Specific delivery of chimeric pRNA/siRNA by folate-pRNA. (A) Flow cytometry analyses of the binding of FITC-labeled folate-pRNA to KB cells. Left: Cells were incubated with folate-pRNA labeled with FITC. Middle: Cells were preincubated with free folate, which served as a blocking agent to compete with folate-pRNA for binding to the receptor. Right: Binding was also tested using folate-free pRNA labeled with FITC as a negative control. The percentages of FITC-positive cells are shown in the top right quadrants. (B) Specific binding of folate-pRNA dimer to KB cells. After incubation of cells with the [³H]folate-pRNA dimer in the presence (middle column) or absence (left column) of free folate, cells were isolated and subjected to scintillation counting.

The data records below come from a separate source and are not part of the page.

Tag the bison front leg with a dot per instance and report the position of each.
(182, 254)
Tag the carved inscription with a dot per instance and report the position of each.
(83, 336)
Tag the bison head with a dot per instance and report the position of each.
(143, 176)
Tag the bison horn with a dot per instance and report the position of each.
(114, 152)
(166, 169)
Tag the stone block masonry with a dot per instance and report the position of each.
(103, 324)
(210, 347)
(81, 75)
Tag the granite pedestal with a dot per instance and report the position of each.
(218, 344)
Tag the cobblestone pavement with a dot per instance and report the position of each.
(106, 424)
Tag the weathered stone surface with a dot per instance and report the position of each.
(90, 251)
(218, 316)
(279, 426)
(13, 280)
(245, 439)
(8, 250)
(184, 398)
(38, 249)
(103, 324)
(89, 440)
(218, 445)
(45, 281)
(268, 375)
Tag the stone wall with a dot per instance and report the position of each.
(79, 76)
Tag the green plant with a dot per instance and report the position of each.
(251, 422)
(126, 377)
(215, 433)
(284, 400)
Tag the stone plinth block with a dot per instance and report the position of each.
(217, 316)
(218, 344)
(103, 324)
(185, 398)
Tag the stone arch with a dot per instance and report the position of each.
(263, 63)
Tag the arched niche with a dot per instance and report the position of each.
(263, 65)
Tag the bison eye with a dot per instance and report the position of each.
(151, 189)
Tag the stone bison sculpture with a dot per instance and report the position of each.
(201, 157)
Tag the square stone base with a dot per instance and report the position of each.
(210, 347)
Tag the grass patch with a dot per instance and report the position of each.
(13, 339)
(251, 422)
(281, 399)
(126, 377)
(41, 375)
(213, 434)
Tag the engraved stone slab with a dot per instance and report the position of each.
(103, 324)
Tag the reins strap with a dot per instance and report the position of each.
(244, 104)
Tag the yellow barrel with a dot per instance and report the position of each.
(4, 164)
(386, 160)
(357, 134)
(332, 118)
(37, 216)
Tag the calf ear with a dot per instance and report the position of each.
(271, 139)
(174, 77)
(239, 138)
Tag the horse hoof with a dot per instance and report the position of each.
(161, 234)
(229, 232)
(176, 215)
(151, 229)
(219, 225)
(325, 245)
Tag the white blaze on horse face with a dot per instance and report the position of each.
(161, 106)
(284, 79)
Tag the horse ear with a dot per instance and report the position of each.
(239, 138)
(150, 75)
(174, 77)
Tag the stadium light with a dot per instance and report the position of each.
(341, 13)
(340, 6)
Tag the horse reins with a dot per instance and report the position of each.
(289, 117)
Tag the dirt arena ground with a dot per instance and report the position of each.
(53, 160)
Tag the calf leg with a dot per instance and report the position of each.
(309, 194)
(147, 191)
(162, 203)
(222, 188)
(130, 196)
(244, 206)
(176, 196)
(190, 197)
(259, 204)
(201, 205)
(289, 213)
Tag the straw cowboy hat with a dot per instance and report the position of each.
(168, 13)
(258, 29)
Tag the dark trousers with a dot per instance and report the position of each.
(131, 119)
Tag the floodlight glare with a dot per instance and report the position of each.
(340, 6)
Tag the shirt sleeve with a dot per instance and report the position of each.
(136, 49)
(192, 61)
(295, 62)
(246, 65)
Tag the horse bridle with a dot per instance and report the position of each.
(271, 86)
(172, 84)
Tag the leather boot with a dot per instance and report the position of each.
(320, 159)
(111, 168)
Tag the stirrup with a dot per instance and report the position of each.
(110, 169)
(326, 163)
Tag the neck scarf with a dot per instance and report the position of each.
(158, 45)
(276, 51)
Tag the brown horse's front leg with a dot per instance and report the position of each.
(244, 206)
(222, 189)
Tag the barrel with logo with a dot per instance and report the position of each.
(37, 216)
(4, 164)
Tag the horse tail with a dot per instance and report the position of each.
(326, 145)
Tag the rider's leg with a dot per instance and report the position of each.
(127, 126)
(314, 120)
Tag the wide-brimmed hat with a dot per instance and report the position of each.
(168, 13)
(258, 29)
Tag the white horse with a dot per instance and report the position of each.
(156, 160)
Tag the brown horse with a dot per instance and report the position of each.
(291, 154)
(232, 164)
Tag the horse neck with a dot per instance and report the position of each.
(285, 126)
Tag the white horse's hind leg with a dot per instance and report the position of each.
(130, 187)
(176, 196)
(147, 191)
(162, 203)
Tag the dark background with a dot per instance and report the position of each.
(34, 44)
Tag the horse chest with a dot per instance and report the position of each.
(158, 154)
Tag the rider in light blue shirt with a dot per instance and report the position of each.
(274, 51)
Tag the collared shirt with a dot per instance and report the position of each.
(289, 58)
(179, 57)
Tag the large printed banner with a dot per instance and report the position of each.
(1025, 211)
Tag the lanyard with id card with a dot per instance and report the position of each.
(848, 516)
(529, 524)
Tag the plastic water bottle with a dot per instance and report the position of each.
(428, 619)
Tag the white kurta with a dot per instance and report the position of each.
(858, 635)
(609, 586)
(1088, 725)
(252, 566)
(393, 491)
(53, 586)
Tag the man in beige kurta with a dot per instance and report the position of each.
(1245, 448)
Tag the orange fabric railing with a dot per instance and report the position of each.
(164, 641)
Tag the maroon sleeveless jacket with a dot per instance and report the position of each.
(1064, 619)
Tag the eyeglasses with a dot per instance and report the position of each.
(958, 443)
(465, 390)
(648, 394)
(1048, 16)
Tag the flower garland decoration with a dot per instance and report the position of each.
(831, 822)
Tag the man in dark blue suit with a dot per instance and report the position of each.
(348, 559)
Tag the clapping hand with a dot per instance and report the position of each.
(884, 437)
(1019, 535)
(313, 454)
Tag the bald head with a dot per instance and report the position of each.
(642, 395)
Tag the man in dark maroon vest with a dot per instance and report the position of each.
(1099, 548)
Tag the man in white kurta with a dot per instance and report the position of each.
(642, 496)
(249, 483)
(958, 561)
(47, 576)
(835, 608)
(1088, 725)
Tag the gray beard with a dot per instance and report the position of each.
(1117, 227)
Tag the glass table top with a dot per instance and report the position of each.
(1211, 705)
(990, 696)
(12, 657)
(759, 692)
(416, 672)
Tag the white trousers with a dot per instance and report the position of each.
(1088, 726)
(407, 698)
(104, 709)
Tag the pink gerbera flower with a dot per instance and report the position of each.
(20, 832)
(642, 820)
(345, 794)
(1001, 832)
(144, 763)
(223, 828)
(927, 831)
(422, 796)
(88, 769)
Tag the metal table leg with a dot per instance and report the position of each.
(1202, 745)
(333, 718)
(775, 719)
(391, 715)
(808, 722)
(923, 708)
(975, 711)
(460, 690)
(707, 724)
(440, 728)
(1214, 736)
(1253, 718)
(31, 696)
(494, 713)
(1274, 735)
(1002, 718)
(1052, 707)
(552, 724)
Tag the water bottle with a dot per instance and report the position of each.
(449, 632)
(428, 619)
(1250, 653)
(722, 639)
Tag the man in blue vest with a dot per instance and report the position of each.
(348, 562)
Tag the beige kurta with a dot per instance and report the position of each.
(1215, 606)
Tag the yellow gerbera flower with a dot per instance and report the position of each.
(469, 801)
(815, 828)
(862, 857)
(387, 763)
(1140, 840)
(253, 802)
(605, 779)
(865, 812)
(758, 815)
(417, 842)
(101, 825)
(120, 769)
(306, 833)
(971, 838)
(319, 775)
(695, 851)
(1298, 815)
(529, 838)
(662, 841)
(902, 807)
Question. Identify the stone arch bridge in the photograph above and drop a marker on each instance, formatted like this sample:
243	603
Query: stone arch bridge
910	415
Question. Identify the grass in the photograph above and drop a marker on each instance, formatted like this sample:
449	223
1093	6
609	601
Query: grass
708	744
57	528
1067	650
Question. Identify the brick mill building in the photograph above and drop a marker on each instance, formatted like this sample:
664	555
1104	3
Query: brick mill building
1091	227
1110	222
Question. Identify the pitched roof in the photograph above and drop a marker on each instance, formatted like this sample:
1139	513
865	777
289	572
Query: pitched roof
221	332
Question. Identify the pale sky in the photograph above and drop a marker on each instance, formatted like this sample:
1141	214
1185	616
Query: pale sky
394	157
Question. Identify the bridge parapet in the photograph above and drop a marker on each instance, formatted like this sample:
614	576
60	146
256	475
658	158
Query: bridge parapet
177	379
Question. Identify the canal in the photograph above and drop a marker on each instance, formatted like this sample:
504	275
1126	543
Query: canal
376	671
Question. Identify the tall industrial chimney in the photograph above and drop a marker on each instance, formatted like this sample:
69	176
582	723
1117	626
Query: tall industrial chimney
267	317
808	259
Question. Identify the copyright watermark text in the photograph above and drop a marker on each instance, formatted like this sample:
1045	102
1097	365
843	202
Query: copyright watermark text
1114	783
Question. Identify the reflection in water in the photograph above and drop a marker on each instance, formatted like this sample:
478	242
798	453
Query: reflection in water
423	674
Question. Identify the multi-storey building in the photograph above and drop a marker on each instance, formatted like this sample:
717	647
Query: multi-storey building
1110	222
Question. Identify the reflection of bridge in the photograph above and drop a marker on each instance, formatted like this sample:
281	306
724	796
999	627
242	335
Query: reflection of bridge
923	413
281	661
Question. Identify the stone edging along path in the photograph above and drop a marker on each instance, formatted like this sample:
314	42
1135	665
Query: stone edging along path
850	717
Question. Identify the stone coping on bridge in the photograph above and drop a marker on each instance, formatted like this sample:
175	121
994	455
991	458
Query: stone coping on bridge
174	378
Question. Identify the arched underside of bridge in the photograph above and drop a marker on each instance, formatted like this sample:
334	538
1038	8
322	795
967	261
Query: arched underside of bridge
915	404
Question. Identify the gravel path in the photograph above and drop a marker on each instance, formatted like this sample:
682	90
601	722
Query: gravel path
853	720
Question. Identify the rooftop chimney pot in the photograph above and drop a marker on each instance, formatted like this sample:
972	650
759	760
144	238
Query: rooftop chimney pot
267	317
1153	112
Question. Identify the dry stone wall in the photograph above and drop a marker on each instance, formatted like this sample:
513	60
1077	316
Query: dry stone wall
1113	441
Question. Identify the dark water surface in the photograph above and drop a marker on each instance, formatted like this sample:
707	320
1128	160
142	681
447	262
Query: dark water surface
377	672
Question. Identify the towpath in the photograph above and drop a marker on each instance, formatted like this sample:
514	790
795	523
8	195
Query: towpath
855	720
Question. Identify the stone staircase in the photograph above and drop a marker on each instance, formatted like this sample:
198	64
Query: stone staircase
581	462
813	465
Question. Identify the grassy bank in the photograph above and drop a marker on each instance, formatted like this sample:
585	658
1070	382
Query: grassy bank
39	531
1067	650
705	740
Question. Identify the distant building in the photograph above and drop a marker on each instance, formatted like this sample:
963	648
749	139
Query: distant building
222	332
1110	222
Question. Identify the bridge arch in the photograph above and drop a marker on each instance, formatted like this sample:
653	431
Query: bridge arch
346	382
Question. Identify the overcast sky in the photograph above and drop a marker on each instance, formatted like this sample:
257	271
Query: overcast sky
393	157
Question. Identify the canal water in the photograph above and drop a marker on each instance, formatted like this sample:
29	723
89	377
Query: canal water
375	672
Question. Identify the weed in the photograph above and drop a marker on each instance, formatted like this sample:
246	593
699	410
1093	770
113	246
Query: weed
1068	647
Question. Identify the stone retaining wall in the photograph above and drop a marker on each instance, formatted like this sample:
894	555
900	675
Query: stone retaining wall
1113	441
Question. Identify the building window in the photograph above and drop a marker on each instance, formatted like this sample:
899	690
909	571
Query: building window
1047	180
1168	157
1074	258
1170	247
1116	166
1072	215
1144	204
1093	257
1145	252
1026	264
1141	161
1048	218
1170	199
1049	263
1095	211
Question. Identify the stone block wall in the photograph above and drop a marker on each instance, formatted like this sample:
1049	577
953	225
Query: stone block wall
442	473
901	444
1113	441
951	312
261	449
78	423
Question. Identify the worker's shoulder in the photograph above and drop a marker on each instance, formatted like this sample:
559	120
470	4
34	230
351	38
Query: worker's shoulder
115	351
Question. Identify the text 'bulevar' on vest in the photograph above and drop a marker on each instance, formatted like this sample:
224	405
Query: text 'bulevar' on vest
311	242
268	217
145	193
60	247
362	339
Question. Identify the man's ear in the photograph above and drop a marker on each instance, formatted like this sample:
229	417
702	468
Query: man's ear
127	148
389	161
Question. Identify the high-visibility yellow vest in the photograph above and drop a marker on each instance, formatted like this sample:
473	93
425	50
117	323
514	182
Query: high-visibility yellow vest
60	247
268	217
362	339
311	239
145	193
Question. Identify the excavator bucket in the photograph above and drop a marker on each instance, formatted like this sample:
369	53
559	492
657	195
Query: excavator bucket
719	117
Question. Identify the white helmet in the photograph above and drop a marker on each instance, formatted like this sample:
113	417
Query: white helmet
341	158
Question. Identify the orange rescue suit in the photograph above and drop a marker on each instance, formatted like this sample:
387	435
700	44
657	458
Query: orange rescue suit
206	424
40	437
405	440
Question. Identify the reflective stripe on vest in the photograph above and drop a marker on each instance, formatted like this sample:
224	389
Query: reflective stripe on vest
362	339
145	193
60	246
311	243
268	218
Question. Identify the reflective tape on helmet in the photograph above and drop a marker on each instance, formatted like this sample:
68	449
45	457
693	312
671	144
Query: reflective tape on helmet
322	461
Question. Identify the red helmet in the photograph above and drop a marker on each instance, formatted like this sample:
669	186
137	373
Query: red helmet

The right-hand column represent ³H-labeled dimer without folate labeling as a negative control. (C) In a knockdown assay by incubation, folate-chimeric dimer complex containing pRNA(B-a′)/folate and pRNA(A-b′)/siRNA(firefly) was incubated with KB cells for 3 hr to allow the binding and entry of RNA. The luciferase level was measured the next day in the dual reporter system. The control dimer was identical to the folate dimer except for its lack of folate labeling.

FIG. 10

The potential use of pRNA hexamers as polyvalent gene delivery vectors. Six copies of pRNA have been found to form a hexameric ring to drive the DNA-packaging motor of bacterial virus φ29. There would therefore be six positions available to carry foreign moieties for targeting, therapy, and detection.